It’s Saturday, my favorite day of the week. I wake up to the smell of “thiouraye” (a traditional incense made from plants). I wake up my brother, have eggs for breakfast and get ready to go play with our neighbor, Binta. I wear my favorite pink Sketchers, some blue shorts and a tank top, ready to head outside.
It’s hot and the trees are not moving at all, but luckily my friend’s house is in front of ours. We ring the bell and the housemaid opens the door. Just like any other Senegalese house, we are welcomed by the smell of “thiouraye” and the cooks loudly chatting in the kitchen about how the price of the potatoes have gone up and gossip about their husbands.
My brother and I climb up the stairs and we open Binta’s room ready to start painting. However, to our surprise, we see her crying and her mother next to her calming her.
“Massa.” (It’s going to be OK in Wolof.)
She kisses her on her forehead in order to reassure her.
Tears start running down my cheek and I wipe them off as soon as I feel them so my brother won’t see; it’s my duty as the eldest to be strong. We immediately ran home in complete silence. When we arrive, my grandma is sitting down on her prayer mat in our yard.
“Grandma,” I say, “Why isn’t Mommy here whenever I’m sick or here to play with us? Can’t she not just take a plane?” She looks at me and says “Oh dear,” as she gives me a hug.
Just like every time she never answers.
Growing up, while my friends would cry about things and complain to their parents, I had my grandparents. They did their best to make me feel like I was like any other kid, but it often felt like a lonely journey. I longed for someone to hear my endless passions and dreams, as other children did with their parents.

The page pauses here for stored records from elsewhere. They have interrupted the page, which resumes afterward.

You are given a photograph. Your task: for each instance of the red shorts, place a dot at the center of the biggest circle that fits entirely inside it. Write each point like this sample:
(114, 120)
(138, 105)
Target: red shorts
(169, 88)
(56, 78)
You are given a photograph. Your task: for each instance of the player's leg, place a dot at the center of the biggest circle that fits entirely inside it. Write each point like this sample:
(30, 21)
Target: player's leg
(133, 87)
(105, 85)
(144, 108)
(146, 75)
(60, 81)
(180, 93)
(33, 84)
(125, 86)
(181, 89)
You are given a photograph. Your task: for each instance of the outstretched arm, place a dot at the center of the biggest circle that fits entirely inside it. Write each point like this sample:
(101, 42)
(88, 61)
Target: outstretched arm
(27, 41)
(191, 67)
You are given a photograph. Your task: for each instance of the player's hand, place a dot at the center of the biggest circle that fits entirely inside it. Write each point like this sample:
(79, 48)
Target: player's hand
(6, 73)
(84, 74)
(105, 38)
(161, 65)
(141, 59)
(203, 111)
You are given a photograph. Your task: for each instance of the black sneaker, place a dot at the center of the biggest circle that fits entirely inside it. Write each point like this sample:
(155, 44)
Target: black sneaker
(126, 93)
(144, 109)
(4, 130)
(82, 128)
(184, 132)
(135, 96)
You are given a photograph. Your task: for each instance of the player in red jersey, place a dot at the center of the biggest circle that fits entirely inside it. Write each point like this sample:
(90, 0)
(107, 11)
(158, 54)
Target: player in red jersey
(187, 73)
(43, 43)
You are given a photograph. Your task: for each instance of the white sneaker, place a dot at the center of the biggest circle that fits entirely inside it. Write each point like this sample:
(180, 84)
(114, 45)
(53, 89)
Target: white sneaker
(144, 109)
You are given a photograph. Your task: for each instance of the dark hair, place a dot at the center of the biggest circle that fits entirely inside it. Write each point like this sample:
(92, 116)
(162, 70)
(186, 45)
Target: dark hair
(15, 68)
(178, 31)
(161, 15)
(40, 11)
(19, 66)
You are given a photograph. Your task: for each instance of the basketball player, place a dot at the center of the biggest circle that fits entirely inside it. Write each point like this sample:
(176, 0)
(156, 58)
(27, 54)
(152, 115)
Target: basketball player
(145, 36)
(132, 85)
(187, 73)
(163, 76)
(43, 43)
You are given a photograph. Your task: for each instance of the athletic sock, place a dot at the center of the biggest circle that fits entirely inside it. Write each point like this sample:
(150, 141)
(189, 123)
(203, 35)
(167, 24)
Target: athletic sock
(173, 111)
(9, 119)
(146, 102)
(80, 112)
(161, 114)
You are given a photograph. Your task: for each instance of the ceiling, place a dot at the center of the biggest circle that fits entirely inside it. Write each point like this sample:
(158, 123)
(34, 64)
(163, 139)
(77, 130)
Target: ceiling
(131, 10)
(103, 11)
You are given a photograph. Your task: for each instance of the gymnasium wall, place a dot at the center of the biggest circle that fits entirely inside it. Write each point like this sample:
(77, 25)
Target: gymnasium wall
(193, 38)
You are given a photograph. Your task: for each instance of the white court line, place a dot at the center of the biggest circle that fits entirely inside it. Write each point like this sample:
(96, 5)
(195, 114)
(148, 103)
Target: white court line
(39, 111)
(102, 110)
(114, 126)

True comfort came when I snuggled up with a blanket by the window, watching the rain. The sky suddenly became darker, the thunder teared through the sky and its scent always evoked a nostalgic longing for a reality I had yet to experience. Rain wasn’t just a source of comfort; it also carried a sense of hope. My grandmother always says,”Rain was a divine blessing. Whenever you ask God for something while it rains, He will answer your prayers.”
Therefore, whenever it started pouring, she would fold my tiny hands into hers and whisper a prayer, asking God to appease my heart and to protect us from any adversities. In those moments, rain transformed into a spiritual ritual of hope and healing.
From time to time, I let the water trickle down from my head to my toes, feeling the drops wash away my worries and fears. The rain doesn’t just clean the earth; it cleanses my soul, carrying away the negative energy I’ve been holding inside. Looking back on my childhood memories, I can feel its presence as if it was part of me. Just the scent of rain in the air makes my heart race, knowing it’s about to start drizzling. It feels like reuniting with a long-lost friend, one I haven’t seen in years.
The scent of rain reminds me of a mix of the ocean’s mist and the fresh, earthy aroma of soil. It reminds me of our deep connection to nature, a bond that’s both humbling and comforting. The steady rhythm of raindrops is a melody, a song that never fails to fill me with nostalgia. I feel grateful and happy I’ve opened my heart to it, that I can embrace the rain as my companion, as a friend and teacher.
Whenever I visit my grandparents now, I reminisce about those moments where I felt so lonely and craved unconditional love from my parents. Now, however, I know I have other things to fulfill that empty hole: the song of the bird, the moonlight on the river, the rain, the space and connections with people. I realize I’m the one who’s truly in control of my emotions and feelings – those moments taught me a lot about myself, and awakened my love for art and the unknown.